La realidad tiene abiertos tantos frentes, que uno no sabe si ponerse a opinar o salir a la calle con el cartel de una película de los Hermanos Marx, la que sea, bajo el brazo. Repasar mentalmente el diálogo de las partes contratantes, representar en casa la escena del camarote o preguntarle a la vecina si quiere casarse conmigo y si tiene mucho dinero. Conteste primero a la segunda pregunta. Es más fácil tratar de rebatir la Teoría de la Relatividad de Einstein que decidir si lo que verdaderamente interesa para agarrar a alguien del talle y bailar este vals de cada semana es la pandemia, las elecciones catalanas, la defensa de la libertad de expresión o la condena de la xenofobia. O hablar de la justicia, del nepotismo universitario, de la continuidad de la monarquía, de los bandoleros que asaltan las listas protocolarias de vacunación o de todos los que siguen mostrando los tobillos en pleno invierno. A veces me gustaría ser como Steven Spielberg y dejar que la bondad acabe arreglándolo todo en el último plano de la terrorífica película que nos ha tocado vivir. Pero no. Uno trata de ponerse gracioso pensando en que no le gusta esperar en los semáforos, ni los guisos con alubias ni los planos circulares en el cine. Y luego se asusta de su propia frivolidad.
Creí haberme dejado la barba más larga de lo habitual por una simple cuestión de prueba y error. Pero ahora que lo pienso, puede que se deba a que algo está ocurriendo y soy incapaz de descifrarlo, como el señor Jones de la Balada de un hombre delgado de Bob Dylan. Así que ahora no sé si perseguir ballenas blancas con un arpón en la mano o descender del Monte Sinaí con las tablas de la ley en la mano, como Moisés. No lo parece, pero seguro que mi barba es síntoma de algo, como tantas pequeñas evidencias que aparecen en los medios de comunicación, en una esquina de las noticias importantes, a las que apenas prestamos atención. Aunque también es lógico que en medio de una alarma sanitaria mundial, tratemos de aferrarnos a la visión de un castaño de indias, como hacía Ana Frank desde su escondite, para tratar de escapar del horror. Tenemos la movilidad restringida y no siempre podemos refugiarnos en un poblado remoto para comercializar con salazón de pescado, como hacía el personaje de Joel Fleischman en Doctor en Alaska.

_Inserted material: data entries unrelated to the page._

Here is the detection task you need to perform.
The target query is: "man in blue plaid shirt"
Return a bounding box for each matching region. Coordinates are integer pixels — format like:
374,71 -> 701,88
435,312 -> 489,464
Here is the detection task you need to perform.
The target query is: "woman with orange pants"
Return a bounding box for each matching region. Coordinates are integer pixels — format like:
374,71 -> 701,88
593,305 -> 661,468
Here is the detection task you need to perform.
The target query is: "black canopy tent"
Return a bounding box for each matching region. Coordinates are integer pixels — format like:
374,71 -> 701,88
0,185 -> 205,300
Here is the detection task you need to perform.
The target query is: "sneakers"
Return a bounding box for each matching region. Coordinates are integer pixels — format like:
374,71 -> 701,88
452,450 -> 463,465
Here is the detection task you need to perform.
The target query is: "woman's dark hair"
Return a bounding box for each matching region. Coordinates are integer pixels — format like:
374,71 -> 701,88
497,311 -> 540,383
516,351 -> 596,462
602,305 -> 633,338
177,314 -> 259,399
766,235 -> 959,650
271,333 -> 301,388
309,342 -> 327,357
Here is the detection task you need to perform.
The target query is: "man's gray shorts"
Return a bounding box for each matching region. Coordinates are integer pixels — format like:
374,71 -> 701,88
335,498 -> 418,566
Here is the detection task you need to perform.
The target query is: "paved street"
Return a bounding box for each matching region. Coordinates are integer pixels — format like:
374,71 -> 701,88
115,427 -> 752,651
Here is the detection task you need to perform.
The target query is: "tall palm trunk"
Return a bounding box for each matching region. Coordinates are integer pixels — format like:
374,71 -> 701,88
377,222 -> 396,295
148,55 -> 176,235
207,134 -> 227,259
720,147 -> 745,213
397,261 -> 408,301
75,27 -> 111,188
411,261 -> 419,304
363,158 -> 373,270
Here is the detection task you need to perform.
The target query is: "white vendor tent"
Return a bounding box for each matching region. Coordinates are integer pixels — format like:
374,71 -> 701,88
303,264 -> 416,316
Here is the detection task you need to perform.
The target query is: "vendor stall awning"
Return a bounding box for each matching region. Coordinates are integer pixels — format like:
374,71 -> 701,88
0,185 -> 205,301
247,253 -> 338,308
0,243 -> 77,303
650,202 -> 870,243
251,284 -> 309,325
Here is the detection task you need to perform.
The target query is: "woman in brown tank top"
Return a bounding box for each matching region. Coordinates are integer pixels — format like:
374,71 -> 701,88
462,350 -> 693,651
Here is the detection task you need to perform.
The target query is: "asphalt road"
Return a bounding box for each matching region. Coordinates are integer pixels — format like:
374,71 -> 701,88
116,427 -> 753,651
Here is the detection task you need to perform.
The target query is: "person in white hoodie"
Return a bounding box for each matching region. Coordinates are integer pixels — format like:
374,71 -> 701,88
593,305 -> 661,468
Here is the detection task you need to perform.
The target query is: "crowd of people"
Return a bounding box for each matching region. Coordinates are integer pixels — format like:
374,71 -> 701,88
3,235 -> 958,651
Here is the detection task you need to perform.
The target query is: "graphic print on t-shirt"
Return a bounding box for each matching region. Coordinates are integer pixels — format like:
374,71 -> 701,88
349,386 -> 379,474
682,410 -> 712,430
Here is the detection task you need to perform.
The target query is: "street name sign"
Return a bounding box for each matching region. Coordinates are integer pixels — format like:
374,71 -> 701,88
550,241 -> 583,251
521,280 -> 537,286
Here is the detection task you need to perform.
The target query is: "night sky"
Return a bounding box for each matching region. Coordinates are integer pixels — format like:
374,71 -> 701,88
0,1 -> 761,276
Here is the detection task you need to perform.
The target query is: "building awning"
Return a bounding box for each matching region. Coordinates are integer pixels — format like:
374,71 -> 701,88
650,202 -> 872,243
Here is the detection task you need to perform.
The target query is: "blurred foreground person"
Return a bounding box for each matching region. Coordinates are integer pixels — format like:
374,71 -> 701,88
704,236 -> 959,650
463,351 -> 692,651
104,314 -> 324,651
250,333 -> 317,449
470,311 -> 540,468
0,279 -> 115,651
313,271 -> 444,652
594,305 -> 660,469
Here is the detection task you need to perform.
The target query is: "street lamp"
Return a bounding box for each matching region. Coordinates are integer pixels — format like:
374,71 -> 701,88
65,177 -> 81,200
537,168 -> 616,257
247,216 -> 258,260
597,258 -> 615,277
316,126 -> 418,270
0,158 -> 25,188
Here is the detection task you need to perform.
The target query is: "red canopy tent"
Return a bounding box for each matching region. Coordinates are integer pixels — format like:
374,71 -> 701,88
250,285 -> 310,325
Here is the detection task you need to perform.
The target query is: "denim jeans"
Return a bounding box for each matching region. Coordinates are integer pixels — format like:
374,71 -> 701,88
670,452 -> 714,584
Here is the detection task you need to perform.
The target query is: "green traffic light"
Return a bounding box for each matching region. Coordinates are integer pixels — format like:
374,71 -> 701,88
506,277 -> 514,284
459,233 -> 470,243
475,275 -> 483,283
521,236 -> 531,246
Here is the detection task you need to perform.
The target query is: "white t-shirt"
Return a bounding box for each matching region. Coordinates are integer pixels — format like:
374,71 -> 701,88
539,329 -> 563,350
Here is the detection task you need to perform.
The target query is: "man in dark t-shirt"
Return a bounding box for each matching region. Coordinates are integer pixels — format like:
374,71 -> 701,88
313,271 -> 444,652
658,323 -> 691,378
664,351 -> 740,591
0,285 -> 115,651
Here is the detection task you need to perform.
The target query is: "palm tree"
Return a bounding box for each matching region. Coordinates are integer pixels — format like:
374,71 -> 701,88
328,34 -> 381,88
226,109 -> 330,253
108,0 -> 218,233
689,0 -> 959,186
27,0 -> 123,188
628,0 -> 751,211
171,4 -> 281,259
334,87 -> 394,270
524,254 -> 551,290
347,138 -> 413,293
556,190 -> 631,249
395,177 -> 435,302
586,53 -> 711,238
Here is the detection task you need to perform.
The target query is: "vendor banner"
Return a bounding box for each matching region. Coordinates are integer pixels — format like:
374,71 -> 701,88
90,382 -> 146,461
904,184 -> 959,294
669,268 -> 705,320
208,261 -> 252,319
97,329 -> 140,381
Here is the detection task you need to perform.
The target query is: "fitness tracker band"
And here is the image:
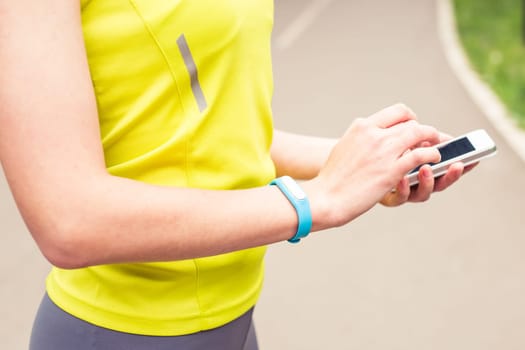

La enfermedad nos acorrala como le pasó a Frida Kahlo. La economía nos ahoga como le pasó a Modigliani. Y en medio del caos, a algunos les da por despreciar la diferencia y a otros, por defenderla hasta la extenuación; a unos por no tocar lo que no funciona desde hace siglos y a otros, por arrojarse intrépidamente en brazos de lo que no sabemos si funcionará. Leo que pronto llegará la expansión vital y manirrota de los años 20 del pasado siglo. Pero hasta entonces, espero que mis padres reciban la vacuna de una vez, me meso las barbas y recuerdo una cita de Woody Allen en Annie Hall. “Hay un viejo chiste. Dos mujeres mayores están en un hotel de montaña y una comenta: ‘¡Vaya, aquí la comida es realmente terrible!’ Y la otra contesta: ‘¡Y además, las raciones son muy pequeñas!’. Pues básicamente así es como me parece la vida, llena de soledad, histeria, sufrimiento, tristeza y, sin embargo, se acaba demasiado deprisa”.
Por cierto. Sí. Todos los que aparecen lo son.